Только патриарх сделал вид, что не испугался. Утерев плевок протопопа с лица, крикнул прямо из алтаря перепуганному Борису Нелединскому:
— Что стоишь, окаянный! Прочь из храма тащите мятежника церковного!
Гневный крик этот прервал оцепенение. Онемевшие от ярости стрельцы набросились на раздетого Логгина, только кости трещали у протопопа-расстриги, когда выволакивали его из храма.
Как был, голого бросили в студёное подземелье.
Вечером перед сном доложили Никону, что уже не голый расстрига в подземелье сидит, а в шубе богатой и шапке собольей.

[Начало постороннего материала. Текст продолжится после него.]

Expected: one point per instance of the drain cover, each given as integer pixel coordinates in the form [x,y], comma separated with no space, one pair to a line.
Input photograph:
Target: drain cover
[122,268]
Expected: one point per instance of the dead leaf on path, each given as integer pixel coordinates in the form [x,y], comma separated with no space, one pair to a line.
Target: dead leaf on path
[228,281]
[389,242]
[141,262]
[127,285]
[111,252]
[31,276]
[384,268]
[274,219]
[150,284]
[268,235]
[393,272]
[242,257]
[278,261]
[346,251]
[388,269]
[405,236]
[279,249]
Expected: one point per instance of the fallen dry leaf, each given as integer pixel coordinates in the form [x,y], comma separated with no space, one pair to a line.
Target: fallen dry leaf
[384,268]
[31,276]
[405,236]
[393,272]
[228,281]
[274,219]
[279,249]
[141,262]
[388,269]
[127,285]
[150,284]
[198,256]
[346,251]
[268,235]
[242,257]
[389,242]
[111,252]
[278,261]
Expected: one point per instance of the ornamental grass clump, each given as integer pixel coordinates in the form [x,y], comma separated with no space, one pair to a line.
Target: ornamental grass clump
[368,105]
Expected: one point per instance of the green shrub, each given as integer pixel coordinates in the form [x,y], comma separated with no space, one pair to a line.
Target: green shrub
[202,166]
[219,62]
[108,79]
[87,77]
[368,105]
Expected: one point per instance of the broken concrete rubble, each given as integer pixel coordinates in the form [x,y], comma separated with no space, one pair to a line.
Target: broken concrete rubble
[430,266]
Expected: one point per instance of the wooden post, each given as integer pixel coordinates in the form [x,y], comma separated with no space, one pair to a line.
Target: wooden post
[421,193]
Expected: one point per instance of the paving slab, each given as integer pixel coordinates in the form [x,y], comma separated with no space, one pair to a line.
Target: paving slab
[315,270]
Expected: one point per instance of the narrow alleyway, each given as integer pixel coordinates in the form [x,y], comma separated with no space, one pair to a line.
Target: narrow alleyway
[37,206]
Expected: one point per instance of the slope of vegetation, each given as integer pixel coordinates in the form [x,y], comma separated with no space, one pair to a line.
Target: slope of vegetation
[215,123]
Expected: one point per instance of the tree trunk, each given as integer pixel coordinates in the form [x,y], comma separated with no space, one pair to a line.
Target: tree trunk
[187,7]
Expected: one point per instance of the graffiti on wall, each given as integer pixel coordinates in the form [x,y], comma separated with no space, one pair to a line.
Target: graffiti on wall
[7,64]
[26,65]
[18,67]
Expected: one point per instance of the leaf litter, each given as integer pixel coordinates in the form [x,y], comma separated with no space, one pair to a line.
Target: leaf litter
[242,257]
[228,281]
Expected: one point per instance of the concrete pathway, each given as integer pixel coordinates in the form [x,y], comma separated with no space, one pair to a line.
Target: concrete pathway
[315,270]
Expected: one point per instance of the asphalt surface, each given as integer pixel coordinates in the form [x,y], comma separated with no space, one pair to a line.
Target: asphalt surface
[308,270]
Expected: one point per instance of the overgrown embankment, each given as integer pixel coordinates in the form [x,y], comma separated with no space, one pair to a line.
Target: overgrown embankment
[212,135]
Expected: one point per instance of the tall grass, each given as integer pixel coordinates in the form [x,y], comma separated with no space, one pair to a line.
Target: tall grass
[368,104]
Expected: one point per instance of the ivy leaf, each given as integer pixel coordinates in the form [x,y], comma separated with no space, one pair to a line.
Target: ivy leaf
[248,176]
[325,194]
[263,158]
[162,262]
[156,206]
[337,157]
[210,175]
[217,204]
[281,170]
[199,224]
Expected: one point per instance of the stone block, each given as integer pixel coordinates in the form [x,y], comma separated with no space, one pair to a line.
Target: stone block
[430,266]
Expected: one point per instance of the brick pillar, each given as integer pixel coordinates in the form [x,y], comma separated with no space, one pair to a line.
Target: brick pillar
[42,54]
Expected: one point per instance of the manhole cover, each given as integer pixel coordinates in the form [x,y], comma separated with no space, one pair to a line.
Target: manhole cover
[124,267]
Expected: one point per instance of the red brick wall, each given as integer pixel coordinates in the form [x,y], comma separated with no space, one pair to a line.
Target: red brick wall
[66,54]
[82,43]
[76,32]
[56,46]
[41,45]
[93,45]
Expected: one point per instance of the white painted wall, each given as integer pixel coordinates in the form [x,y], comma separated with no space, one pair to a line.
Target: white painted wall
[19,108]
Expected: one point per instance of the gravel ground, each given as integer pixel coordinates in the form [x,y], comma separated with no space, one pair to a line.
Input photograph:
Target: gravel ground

— Господь, говорит, послал... — сказал Шушера.
— Шибко шуба богатая? — спросил Никон.
— Дорогая, владыко...
— Пусть ходит. Шапку только отберите... — приказал Никон. — С него станет, что и в монастыре Божием в шапке сидеть будет.
И когда удалился келейник, долго ещё сидел Никон на постели, шевелил босыми пальцами. Знать бы наперёд, как будет, тысячу раз подумал бы... А ещё Аввакума расстригать надобно. Ох-хо-хо... Своими руками святительскими глупой молве пособлять. Из пустосвятов тех священномучеников изготавливать. Тяжкая участь.
Неспокойно спал Никон.
Далёкий снился ему Анзерский остров. Нескончаемая ночь была. В небе, от края до края, полыхало сияние. Горели в небесном свете снега и льды.
И безмолвно, тихо вокруг было, только голос старца Елеазара из этого безмолвия звучал.
— Уйди, Никон! — молил старец. — Ничего про тебя худого не знаю, но видеть тебя не могу. Христом Богом молю, отойди в другую обитель с острова!